Monday, July 19, 2010

Not Mad About Mad Cow Adventures

Going Bovine
by Libba Bray
New York: Delacorte Press, 2009.
480 p. ; 22 cm.

All right, this book garnered great praise and won the 2010 Printz Award - but... I just couldn't lose myself in this overwrought book. The back of the book offers breathless comparisons to Catcher in the Rye and predicts that it may well become a cult classic. I don't think so. It's hard to put my finger on what I don't like about this book, but perhaps a few excerpts will illustrate:

"'Who the heck is Don Quicks-oat?' That's what Chet King wants to know.

It's early February, six weeks into the new semester, and we're in English class, which for most of us is an excruciating exercise in staying awake through the great classics of literature. These works - groundbreaking, incendiary, timeless - have been pureed by the curriculum monsters into a digestible pabulum of themes and factoids we can spew back on a test. Scoring well on tests is the sort of happy thing that gets the school district the greenbacks they crave...." (p.6)
***
"After some minor league pleading with Mom, she agrees to let me take the Turdmobile, her crap-brown box of a car. It's ugly but it runs, and it's better than the bus when you're late. All down the block, the lawns are alive with men on riding mowers. They gallop across their yards, whipping them into shape, in control of those few square feet of ground. All hail the suburban action heroes!" (p.39)
I just don't buy it. The voice is of an adult writing as if a teen. I think what made Catcher in the Rye so unbelievably great, was its pure originality. There's nothing about this character that's original. He's cynical about school, jocks, and suburbia...yeah? A real cult classic will have a protagonist who loves suburbia and who's school is both inspirational and dull and complicated - now that I will get my attention.

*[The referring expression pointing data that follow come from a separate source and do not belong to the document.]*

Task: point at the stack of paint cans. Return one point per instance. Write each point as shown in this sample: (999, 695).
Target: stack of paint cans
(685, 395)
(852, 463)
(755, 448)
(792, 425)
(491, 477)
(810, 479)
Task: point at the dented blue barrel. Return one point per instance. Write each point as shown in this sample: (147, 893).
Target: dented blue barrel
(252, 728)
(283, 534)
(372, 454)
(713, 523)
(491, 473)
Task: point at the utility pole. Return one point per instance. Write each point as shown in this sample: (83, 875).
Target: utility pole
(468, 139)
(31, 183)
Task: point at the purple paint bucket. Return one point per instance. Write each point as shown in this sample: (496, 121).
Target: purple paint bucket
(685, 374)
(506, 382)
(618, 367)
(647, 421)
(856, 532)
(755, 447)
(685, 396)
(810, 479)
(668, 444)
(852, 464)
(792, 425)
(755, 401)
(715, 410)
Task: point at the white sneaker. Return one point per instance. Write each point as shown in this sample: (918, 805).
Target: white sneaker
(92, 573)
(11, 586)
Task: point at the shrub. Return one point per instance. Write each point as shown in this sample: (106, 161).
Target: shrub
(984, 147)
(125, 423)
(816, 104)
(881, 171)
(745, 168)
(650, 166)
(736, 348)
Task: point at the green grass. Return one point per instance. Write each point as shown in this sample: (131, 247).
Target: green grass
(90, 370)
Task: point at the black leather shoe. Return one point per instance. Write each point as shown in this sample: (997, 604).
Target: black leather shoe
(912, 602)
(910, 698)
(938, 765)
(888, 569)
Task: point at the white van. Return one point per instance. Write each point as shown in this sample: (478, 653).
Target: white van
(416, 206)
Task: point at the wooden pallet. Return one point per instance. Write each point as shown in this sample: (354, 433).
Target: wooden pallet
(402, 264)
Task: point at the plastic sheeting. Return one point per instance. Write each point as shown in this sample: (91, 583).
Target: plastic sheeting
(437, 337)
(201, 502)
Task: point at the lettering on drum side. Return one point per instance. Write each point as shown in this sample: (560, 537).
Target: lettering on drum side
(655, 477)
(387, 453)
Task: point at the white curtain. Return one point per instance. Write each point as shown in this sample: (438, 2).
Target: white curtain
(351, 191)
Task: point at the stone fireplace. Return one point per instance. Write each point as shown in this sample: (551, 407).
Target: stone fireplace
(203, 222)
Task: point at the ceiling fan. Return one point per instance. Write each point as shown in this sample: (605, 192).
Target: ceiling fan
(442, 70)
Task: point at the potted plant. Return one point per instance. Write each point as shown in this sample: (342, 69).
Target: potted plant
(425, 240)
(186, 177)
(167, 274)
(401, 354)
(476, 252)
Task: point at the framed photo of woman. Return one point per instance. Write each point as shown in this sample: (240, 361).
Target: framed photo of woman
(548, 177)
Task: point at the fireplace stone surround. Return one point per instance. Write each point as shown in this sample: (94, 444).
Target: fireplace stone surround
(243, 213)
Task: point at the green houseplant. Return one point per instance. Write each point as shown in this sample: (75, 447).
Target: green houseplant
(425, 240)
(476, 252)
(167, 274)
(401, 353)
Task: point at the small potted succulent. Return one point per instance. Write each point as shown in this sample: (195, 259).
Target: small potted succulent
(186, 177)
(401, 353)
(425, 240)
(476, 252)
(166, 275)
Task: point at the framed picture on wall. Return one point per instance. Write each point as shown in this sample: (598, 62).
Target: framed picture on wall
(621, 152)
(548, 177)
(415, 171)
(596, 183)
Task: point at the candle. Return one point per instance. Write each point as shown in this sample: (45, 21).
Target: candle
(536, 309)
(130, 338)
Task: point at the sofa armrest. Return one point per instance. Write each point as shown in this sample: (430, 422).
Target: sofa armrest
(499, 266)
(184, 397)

The plot of the story is creative and original, though, featuring the hero who is literally losing his mind to mad cow disease. Is the narrative real or in his head? For this the book deserves great praise, in that it's action puts you very much inside the mind of someone who's mind is disintegrating and becoming increasingly unreliable.

My experience with this book is that it just doesn't circulate all that much, and the several kids who checked it out did not recommend it, alas.